By contrast, we should continue to add ways for users to provide more semantic information / intent as part of their program (e.g. via more high-level patterns that make high level structure more clear), and make XLS smarter about how to lower those constructs into hardware (and why it should be lowering them that way) in the face of some prioritized objectives (power/area/latency).

That being said, because we're probably trying to produce hardware at a given point in time against a given technology, it likely makes sense to permit human users to specify things directly (at a point in time), even if those specifications might be ignored / handled very differently in the future or against different technology nodes. This would be the moral equivalent of what existing EDA tools do as a "one-off TCL file" used in a particular design, vs something carried from design to design.
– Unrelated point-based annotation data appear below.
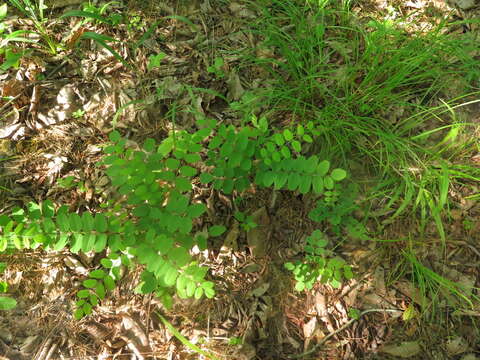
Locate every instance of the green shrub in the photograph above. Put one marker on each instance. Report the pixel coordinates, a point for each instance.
(151, 220)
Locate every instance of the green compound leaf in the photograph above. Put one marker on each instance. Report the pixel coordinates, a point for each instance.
(183, 184)
(78, 314)
(100, 243)
(216, 230)
(208, 289)
(89, 283)
(338, 174)
(82, 294)
(328, 182)
(97, 274)
(323, 167)
(179, 255)
(75, 222)
(280, 180)
(100, 223)
(100, 290)
(268, 178)
(7, 303)
(109, 283)
(205, 178)
(87, 309)
(114, 136)
(300, 286)
(87, 221)
(300, 130)
(317, 184)
(48, 209)
(305, 184)
(287, 134)
(196, 210)
(149, 145)
(296, 146)
(188, 171)
(293, 181)
(285, 152)
(106, 263)
(63, 222)
(198, 293)
(170, 276)
(172, 163)
(307, 138)
(279, 140)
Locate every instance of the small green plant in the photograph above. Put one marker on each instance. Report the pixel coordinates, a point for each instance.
(217, 68)
(154, 61)
(78, 114)
(35, 12)
(94, 14)
(246, 221)
(319, 265)
(10, 54)
(150, 222)
(433, 285)
(6, 303)
(234, 340)
(354, 313)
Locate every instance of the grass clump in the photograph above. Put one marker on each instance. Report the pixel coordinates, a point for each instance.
(373, 91)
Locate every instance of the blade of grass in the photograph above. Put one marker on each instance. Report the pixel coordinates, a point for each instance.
(184, 340)
(101, 40)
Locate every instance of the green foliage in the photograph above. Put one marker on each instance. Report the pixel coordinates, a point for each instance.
(217, 68)
(246, 221)
(337, 208)
(35, 12)
(319, 265)
(330, 66)
(151, 220)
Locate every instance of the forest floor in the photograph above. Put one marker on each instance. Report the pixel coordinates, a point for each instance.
(403, 302)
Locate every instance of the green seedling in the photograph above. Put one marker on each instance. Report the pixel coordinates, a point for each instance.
(217, 68)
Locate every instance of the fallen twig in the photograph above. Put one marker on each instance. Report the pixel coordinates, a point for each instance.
(340, 329)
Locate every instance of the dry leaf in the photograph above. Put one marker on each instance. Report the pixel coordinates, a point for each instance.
(404, 350)
(258, 237)
(235, 88)
(231, 239)
(456, 346)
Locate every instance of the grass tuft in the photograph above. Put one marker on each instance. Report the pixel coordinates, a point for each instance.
(377, 94)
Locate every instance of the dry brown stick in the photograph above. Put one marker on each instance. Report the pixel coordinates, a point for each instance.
(340, 329)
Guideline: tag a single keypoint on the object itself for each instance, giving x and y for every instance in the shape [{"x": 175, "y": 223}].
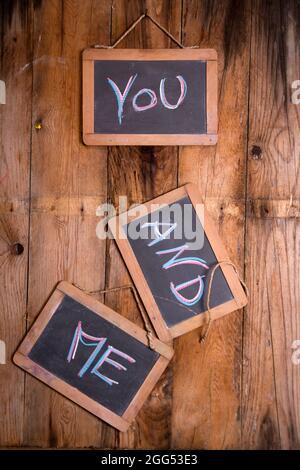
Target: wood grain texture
[
  {"x": 62, "y": 167},
  {"x": 212, "y": 400},
  {"x": 141, "y": 173},
  {"x": 270, "y": 380},
  {"x": 15, "y": 125}
]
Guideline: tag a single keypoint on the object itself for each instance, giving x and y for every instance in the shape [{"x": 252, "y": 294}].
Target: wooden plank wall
[{"x": 243, "y": 389}]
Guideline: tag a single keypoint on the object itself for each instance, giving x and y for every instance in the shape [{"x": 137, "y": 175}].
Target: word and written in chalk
[
  {"x": 121, "y": 97},
  {"x": 178, "y": 260},
  {"x": 97, "y": 343}
]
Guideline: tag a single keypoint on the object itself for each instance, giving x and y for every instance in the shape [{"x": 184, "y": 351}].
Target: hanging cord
[
  {"x": 136, "y": 22},
  {"x": 208, "y": 298},
  {"x": 149, "y": 332}
]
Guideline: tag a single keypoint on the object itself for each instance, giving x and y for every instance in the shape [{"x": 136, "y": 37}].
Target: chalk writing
[
  {"x": 97, "y": 342},
  {"x": 121, "y": 97}
]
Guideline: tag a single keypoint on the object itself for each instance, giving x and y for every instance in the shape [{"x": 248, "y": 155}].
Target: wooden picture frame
[
  {"x": 163, "y": 332},
  {"x": 207, "y": 55},
  {"x": 21, "y": 357}
]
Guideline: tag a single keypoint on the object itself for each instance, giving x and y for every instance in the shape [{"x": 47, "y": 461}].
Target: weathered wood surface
[{"x": 241, "y": 389}]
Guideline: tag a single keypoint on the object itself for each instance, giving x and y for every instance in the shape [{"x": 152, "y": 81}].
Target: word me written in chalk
[
  {"x": 97, "y": 343},
  {"x": 121, "y": 97}
]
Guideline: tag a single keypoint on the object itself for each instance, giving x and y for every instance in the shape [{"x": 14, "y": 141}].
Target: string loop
[{"x": 134, "y": 24}]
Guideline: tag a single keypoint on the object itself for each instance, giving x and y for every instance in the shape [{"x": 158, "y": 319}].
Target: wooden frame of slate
[
  {"x": 149, "y": 281},
  {"x": 195, "y": 120},
  {"x": 46, "y": 327}
]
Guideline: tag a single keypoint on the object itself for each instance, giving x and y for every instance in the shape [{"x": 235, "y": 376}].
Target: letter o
[
  {"x": 183, "y": 90},
  {"x": 152, "y": 103}
]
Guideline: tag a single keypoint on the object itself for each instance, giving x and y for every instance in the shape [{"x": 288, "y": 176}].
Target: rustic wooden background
[{"x": 240, "y": 390}]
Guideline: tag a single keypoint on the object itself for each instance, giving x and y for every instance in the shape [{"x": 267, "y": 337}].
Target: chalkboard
[
  {"x": 170, "y": 253},
  {"x": 97, "y": 355},
  {"x": 149, "y": 97}
]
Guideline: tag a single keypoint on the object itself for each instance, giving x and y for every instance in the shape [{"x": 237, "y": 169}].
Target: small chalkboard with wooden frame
[
  {"x": 93, "y": 356},
  {"x": 171, "y": 268},
  {"x": 150, "y": 97}
]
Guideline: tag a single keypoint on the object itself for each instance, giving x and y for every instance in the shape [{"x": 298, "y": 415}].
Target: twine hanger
[
  {"x": 208, "y": 297},
  {"x": 149, "y": 332},
  {"x": 134, "y": 24}
]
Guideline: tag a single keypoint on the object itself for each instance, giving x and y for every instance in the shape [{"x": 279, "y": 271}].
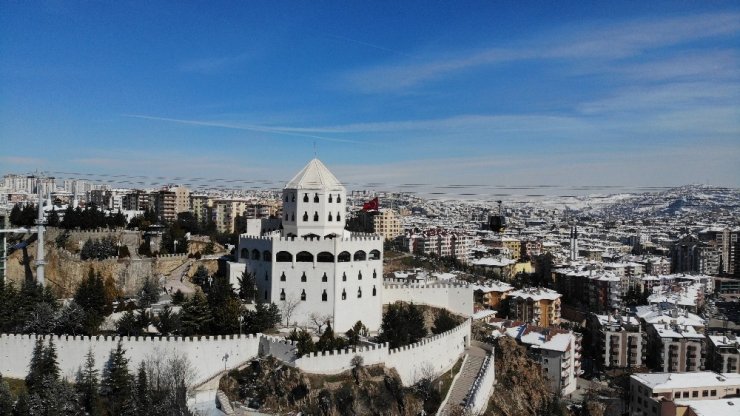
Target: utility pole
[{"x": 40, "y": 221}]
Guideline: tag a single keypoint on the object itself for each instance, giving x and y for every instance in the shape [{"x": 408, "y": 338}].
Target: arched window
[
  {"x": 283, "y": 256},
  {"x": 304, "y": 257},
  {"x": 325, "y": 257},
  {"x": 343, "y": 257}
]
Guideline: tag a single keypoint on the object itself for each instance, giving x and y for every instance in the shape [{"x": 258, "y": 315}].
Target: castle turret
[{"x": 314, "y": 202}]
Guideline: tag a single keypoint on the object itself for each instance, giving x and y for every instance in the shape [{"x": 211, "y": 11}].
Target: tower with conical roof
[
  {"x": 313, "y": 263},
  {"x": 314, "y": 203}
]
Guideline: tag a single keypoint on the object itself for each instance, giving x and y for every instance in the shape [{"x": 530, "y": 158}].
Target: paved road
[{"x": 461, "y": 388}]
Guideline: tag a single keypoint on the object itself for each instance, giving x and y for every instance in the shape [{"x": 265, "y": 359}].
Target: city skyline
[{"x": 623, "y": 94}]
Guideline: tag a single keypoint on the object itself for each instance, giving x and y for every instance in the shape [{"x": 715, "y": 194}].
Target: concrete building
[
  {"x": 388, "y": 224},
  {"x": 313, "y": 266},
  {"x": 723, "y": 353},
  {"x": 619, "y": 341},
  {"x": 558, "y": 351},
  {"x": 163, "y": 202},
  {"x": 538, "y": 306},
  {"x": 201, "y": 206},
  {"x": 676, "y": 341},
  {"x": 493, "y": 294},
  {"x": 225, "y": 212},
  {"x": 669, "y": 394}
]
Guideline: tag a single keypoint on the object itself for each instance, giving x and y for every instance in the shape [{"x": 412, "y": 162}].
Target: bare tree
[
  {"x": 318, "y": 321},
  {"x": 287, "y": 307}
]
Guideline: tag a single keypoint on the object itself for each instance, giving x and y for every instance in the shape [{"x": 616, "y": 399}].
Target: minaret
[
  {"x": 40, "y": 262},
  {"x": 573, "y": 242}
]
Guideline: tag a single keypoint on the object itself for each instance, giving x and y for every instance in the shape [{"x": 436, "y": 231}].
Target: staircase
[
  {"x": 224, "y": 403},
  {"x": 461, "y": 388}
]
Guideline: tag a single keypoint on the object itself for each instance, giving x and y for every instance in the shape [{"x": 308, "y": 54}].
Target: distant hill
[{"x": 683, "y": 200}]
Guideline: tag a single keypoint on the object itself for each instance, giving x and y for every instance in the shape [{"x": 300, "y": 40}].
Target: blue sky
[{"x": 554, "y": 93}]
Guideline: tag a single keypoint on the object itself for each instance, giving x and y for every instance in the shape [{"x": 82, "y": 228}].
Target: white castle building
[{"x": 312, "y": 260}]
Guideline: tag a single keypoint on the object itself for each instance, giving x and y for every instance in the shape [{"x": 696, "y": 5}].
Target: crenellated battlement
[{"x": 423, "y": 286}]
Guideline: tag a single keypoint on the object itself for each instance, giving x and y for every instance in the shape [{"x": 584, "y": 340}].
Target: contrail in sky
[{"x": 249, "y": 127}]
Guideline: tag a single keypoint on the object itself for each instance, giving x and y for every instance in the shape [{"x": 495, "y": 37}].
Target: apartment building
[
  {"x": 558, "y": 351},
  {"x": 675, "y": 394},
  {"x": 201, "y": 206},
  {"x": 676, "y": 341},
  {"x": 388, "y": 224},
  {"x": 493, "y": 293},
  {"x": 723, "y": 353},
  {"x": 619, "y": 340},
  {"x": 225, "y": 212},
  {"x": 535, "y": 305}
]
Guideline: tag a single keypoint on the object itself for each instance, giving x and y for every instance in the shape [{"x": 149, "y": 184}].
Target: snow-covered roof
[
  {"x": 696, "y": 379},
  {"x": 536, "y": 293},
  {"x": 726, "y": 406},
  {"x": 315, "y": 176}
]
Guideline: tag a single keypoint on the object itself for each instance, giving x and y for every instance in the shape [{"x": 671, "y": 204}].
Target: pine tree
[
  {"x": 196, "y": 315},
  {"x": 149, "y": 293},
  {"x": 35, "y": 368},
  {"x": 247, "y": 286},
  {"x": 6, "y": 399},
  {"x": 143, "y": 401},
  {"x": 49, "y": 366},
  {"x": 127, "y": 325},
  {"x": 168, "y": 322},
  {"x": 116, "y": 385},
  {"x": 87, "y": 385}
]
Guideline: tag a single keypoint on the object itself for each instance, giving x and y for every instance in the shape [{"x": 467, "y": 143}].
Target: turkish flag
[{"x": 371, "y": 205}]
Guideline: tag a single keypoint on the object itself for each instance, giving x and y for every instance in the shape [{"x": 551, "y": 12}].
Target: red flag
[{"x": 371, "y": 205}]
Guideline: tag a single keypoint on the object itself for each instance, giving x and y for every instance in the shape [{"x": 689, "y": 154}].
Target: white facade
[{"x": 313, "y": 262}]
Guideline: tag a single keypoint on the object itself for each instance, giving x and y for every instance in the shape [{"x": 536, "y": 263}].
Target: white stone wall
[
  {"x": 344, "y": 312},
  {"x": 436, "y": 354},
  {"x": 207, "y": 355},
  {"x": 455, "y": 298}
]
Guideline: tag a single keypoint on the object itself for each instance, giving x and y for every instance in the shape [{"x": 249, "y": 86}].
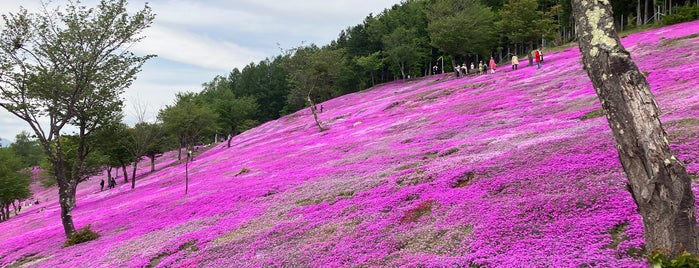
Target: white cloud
[
  {"x": 196, "y": 49},
  {"x": 197, "y": 40}
]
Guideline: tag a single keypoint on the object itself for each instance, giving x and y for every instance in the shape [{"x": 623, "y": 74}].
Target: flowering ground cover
[{"x": 514, "y": 169}]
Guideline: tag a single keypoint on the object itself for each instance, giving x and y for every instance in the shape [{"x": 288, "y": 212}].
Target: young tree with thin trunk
[
  {"x": 68, "y": 67},
  {"x": 658, "y": 181}
]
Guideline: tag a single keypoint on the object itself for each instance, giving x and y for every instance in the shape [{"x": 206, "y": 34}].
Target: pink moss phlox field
[{"x": 493, "y": 170}]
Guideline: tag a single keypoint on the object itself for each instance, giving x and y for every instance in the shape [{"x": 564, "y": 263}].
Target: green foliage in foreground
[
  {"x": 685, "y": 260},
  {"x": 81, "y": 236}
]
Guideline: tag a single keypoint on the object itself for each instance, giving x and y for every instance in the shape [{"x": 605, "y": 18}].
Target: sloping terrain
[{"x": 513, "y": 169}]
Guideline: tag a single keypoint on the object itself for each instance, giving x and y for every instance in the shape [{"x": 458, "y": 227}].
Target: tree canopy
[{"x": 69, "y": 66}]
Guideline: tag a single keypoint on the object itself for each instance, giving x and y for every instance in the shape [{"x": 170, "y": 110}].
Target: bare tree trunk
[
  {"x": 646, "y": 17},
  {"x": 133, "y": 174},
  {"x": 126, "y": 173},
  {"x": 639, "y": 16},
  {"x": 152, "y": 163},
  {"x": 315, "y": 115},
  {"x": 658, "y": 181}
]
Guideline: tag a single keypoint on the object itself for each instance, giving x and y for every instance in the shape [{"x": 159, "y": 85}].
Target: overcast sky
[{"x": 195, "y": 40}]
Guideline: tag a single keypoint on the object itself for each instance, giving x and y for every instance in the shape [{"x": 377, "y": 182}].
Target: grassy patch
[
  {"x": 414, "y": 179},
  {"x": 26, "y": 261},
  {"x": 188, "y": 246},
  {"x": 593, "y": 114},
  {"x": 82, "y": 236},
  {"x": 414, "y": 214},
  {"x": 618, "y": 233},
  {"x": 464, "y": 180},
  {"x": 430, "y": 155},
  {"x": 242, "y": 171},
  {"x": 394, "y": 105},
  {"x": 448, "y": 152},
  {"x": 428, "y": 240}
]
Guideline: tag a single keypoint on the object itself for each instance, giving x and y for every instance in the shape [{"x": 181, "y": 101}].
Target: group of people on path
[
  {"x": 538, "y": 58},
  {"x": 111, "y": 184},
  {"x": 462, "y": 70}
]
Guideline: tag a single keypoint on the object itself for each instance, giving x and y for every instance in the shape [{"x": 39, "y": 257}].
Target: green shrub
[
  {"x": 685, "y": 260},
  {"x": 243, "y": 171},
  {"x": 84, "y": 235},
  {"x": 688, "y": 12}
]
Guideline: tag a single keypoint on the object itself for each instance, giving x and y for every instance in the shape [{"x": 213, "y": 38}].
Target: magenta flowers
[{"x": 514, "y": 169}]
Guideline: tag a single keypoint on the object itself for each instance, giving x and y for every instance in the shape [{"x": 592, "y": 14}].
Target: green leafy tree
[
  {"x": 14, "y": 181},
  {"x": 69, "y": 66},
  {"x": 28, "y": 149},
  {"x": 111, "y": 141},
  {"x": 142, "y": 140},
  {"x": 461, "y": 28},
  {"x": 402, "y": 31},
  {"x": 313, "y": 73},
  {"x": 370, "y": 63},
  {"x": 189, "y": 120},
  {"x": 235, "y": 114},
  {"x": 524, "y": 23}
]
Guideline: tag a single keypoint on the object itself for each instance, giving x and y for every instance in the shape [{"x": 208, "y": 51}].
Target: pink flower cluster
[{"x": 496, "y": 170}]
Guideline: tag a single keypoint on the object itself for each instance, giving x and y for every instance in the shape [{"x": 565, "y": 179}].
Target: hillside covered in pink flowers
[{"x": 512, "y": 169}]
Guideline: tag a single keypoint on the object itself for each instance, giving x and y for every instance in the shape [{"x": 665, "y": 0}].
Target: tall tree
[
  {"x": 658, "y": 181},
  {"x": 235, "y": 114},
  {"x": 140, "y": 140},
  {"x": 14, "y": 182},
  {"x": 189, "y": 120},
  {"x": 524, "y": 23},
  {"x": 28, "y": 149},
  {"x": 402, "y": 31},
  {"x": 111, "y": 142},
  {"x": 69, "y": 66},
  {"x": 461, "y": 28}
]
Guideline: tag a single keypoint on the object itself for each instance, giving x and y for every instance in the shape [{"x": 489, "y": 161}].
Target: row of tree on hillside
[
  {"x": 408, "y": 39},
  {"x": 75, "y": 75}
]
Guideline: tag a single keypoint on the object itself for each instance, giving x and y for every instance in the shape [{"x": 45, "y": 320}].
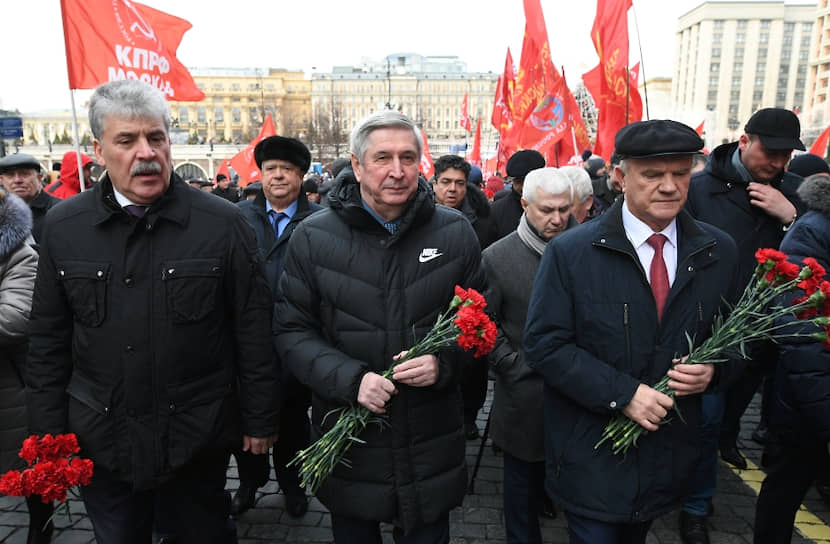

Recall, though, that the intent of XLS is to make things easier to carry from design to design and require fewer one-off modifications!

Tools

XLS provides tools for analyzing its delay estimation model. (Note that the given IR should be in a form suitable for code generation; e.g. it has run through the opt_main binary).

$ tools/benchmark_main crc32.opt.ir --clock_period_ps=500
<snip>
Return value delay: 1362ps
Critical path entry count: 42
Critical path:
   1362ps (+  5ps): not.29: bits[32] = not(xor.205: bits[32], pos=0,29,50)
   1357ps (+ 20ps): xor.205: bits[32] = xor(concat.195: bits[32], and.196: bits[32], pos=0,24,19)
   1337ps (+ 15ps): and.196: bits[32] = and(neg.194: bits[32], literal.304: bits[32], pos=0,24,33)
   1322ps (+134ps): neg.194: bits[32] = neg(concat.191: bits[32], pos=0,23,15)
<snip>
    154ps (+ 15ps): and.133: bits[32] = and(neg.131: bits[32], literal.19: bits[32], pos=0,24,33)
    139ps (+134ps): neg.131: bits[32] = neg(concat.219: bits[32], pos=0,23,15)
      5ps (+  0ps): concat.219: bits[32] = concat(literal.297: bits[31], bit_slice.214: bits[1], pos=0,23,21)
      5ps (+  0ps): bit_slice.214: bits[1] = bit_slice(not.208: bits[8], start=0, width=1, pos=0,23,21)
      5ps (+  5ps): not.208: bits[8] = not(message: bits[8], pos=0,20,16)
<snip>

In addition to the critical path, the cycle-by-cycle breakdown of which operations have been scheduled is provided in stdout.